Navigating the new Gateway codebase
The new Gateway codebase is well-organized, with each module containing similar files and names. This makes it easy to understand the tasks each part performs. Below is a snapshot of the current directory structure.
Config: It contains the configuration-related files for example Application Properties etc.
Constants: It contains the constants referenced frequently within the codebase. Add any constant string literal here and then access it via this file.
Filters: This folder is the heart of the API gateway since it contains all the PRE, POST, and ERROR filters. For those new to filters: Filters intercept incoming and outgoing requests, allowing developers to apply various functionalities such as authentication, authorisation, rate limiting, logging, and transformation to these requests and responses.
Model: contains the P.O.J.O required in the gateway.
Producer: contains code related to pushing data onto Kafka.
Rate limiters contain files for initialising the relevant bean for custom rate limiting.
Utils: contains the helper function which can be reused across the project.
The above paragraphs provide a basic overview of the gateway's functionality and project structure.
When a request is received, the gateway checks if it matches any predefined routes. If a match is found, the request goes through a series of filters, each performing specific validation or enrichment tasks. The exact order of these filters is discussed later.
The gateway also ensures that restricted routes have proper authentication and authorization. Some APIs can be whitelisted as open or mixed-mode endpoints, allowing them to bypass authentication or authorization.
Upon receiving a request, the gateway first looks for a matching route definition. If a match is found, it starts executing the pre-filters in the specified order.
Pre-Filter
RequestStartTimerFilter: Sets request start time
CorrelationIdFilter: Generate and set a correlationId in each request to help track it in the downstream service
AuthPreCheckFilter: Checks for if Authorisation has to be performed
PreHookFilter: Sends a pre-hook request
RbacPreFilter: Checks if Authentication has to be performed or not
AuthFilter: Authenticate the request
RbacFilter: Authorise the request
RequestEnrichmentFilter: Enrich the request with userInfo & correlationId
Error-Filter
This filter handles all the errors shown either during the request processing or from the downstream service.
There are two ways to configure Rate Limits in Gateway
Default Rate Limiting
Service Level Rate Limiting
Default rate limiting sets a standard limit on the number of requests that can be made to the gateway within a specified time frame. This limit applies to all services unless specific rate limits are configured at the service level.
Add these properties in Values.YAML of Gateway helm file and then configure the values as per the use case. Read Configuring Gateway Rate Limiting for more information about these properties.

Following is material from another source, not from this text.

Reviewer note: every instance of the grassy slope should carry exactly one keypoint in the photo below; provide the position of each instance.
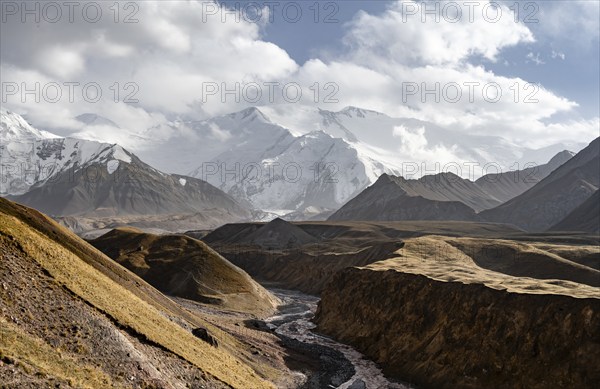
(118, 293)
(185, 267)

Service level rate limiting allows you to set specific rate limits for individual services. This means each service can have its request limits, tailored to its unique needs and usage patterns, providing more granular control over traffic management.
If you want to define rate limiting for each service differently you can do so by defining these properties in the Values.YAML of the respective service. Read Configuring Gateway Rate Limiting for more information about these properties.
Note: We currently provide two options for keyResolver and if none of them is specified the spring cloud will take a default go PrincipalNameKeyResolver
which retrieves the Principal
from the ServerWebExchange
and calls Principal.getName()
.
ipKeyResolver : Resolves key based on ip address of the request
userKeyResolver : Resolves key based on use UUID of the request
To enable gateway routes, a service must activate the gateway flag in the Helm chart. Based on this flag, a Go script runs in the Init container, automatically generating the necessary properties for all services using the gateway.
NOTE: Restart the Gateway after making changes in service Values.YAML so that it can pick up the changes.